Additionally, our analysis confirmed that the variability observed for Band 2 was largely driven by grader-specific differences. Although both graders were trained and experienced, grader 2 showed higher intra-observer variability and a consistent positional bias when delineating this ultrathin layer, which contributed significantly to the reduced inter-grader ICC. Even for grader 1 (considered ground truth), Band 2 presented the lowest ICC, highlighting that small discrepancies in marking its inner and outer boundaries have a disproportionate impact due to its minimal thickness.
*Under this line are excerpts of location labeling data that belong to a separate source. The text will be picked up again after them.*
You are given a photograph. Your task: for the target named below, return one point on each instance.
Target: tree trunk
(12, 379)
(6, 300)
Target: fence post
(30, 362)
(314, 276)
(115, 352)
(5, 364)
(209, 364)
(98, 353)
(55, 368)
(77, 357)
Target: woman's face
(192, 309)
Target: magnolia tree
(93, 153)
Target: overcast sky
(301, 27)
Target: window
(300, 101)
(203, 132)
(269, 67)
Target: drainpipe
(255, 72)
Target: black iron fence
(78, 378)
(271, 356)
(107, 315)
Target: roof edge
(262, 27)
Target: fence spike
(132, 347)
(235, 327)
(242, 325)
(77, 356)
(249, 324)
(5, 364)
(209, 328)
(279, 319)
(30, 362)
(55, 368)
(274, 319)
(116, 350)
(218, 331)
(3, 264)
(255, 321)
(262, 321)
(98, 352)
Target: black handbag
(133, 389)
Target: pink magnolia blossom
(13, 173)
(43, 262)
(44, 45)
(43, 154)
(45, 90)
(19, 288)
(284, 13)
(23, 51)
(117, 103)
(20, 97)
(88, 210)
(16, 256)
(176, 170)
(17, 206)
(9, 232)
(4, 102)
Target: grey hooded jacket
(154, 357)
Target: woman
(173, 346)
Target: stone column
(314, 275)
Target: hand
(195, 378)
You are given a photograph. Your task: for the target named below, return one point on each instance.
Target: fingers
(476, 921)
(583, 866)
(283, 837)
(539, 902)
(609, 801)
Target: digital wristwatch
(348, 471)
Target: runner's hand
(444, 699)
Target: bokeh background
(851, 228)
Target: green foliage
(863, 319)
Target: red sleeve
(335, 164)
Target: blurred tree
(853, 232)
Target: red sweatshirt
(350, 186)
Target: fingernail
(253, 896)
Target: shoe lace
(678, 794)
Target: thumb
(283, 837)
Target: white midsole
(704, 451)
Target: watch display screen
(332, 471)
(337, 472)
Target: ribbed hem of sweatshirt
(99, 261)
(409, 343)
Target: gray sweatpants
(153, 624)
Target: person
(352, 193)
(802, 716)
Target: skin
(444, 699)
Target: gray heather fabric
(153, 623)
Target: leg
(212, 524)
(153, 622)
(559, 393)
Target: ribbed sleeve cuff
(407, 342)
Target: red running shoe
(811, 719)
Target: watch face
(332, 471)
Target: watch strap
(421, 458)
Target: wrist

Topographic analysis showed that manual segmentation of outer bands in the foveal pit achieved the best intra and interclass correlation values in comparison with the segmentation of outer bands in perifoveal locations (see Table S1). This observation aligns with previous studies evaluating outer bands in healthy subjects. Histology studies have shown different topographic distribution of light sensitive PhR cells in the macula, the central fovea exclusively with cones, that have longer POS, and the perifoveal with a predominance of rod cells, with shorter POS (56). We conjecture that the physiologic elongation of POS at the central foveal facilitates the segmentation of this hyporeflective band in OCT at this location. As mentioned by other studies, the absence of inner retinal layers at the foveal center is associated with less light scattering and projection of retinal vessels at the outer retina (57,58). The ensemble of these observations might account for a more precise identification of POS and therefore the upper and lower boundaries of Band 2 and Band 3, with higher reproducibility values at the foveal pit compared with perifoveal measurements.
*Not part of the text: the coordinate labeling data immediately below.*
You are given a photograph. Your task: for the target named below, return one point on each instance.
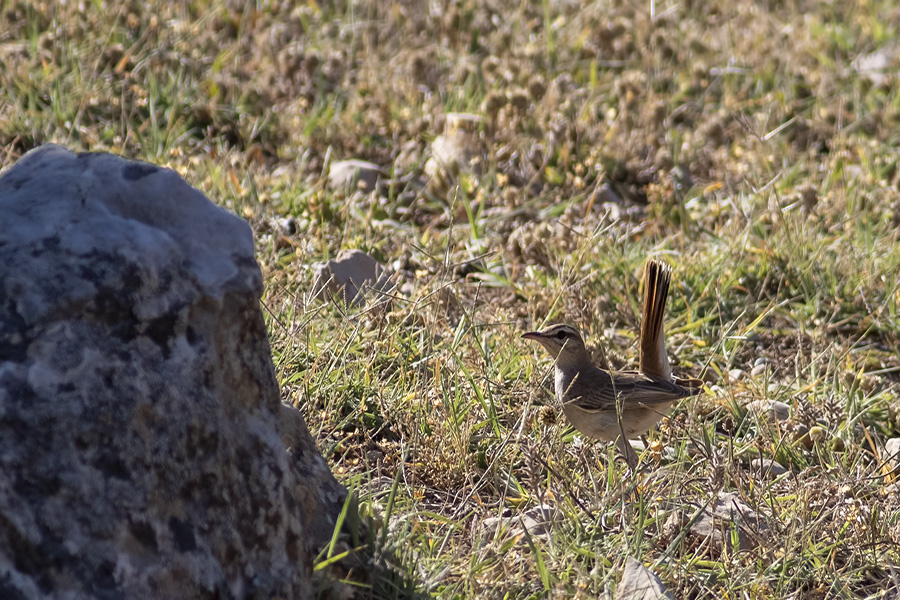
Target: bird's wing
(632, 390)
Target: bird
(618, 406)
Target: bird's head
(563, 342)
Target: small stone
(536, 521)
(286, 225)
(767, 467)
(353, 174)
(352, 273)
(729, 508)
(801, 436)
(817, 434)
(774, 409)
(758, 370)
(639, 583)
(604, 195)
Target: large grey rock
(640, 583)
(140, 450)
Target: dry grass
(734, 140)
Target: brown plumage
(593, 399)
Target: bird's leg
(628, 452)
Apart from the performance metrics evaluated for each dCNN, these models were also compared with reported work on automatic segmentation of larger retinal areas, where, for example, a differentiation between the EZ and the POS was not performed (59), underscoring the importance of the individual segmentation of these regions. Other papers face the same problem, where, through U-Net-like structures, Dice scores of 95% were achieved, but failed to distinguish between the sublayers in their studies (60,61).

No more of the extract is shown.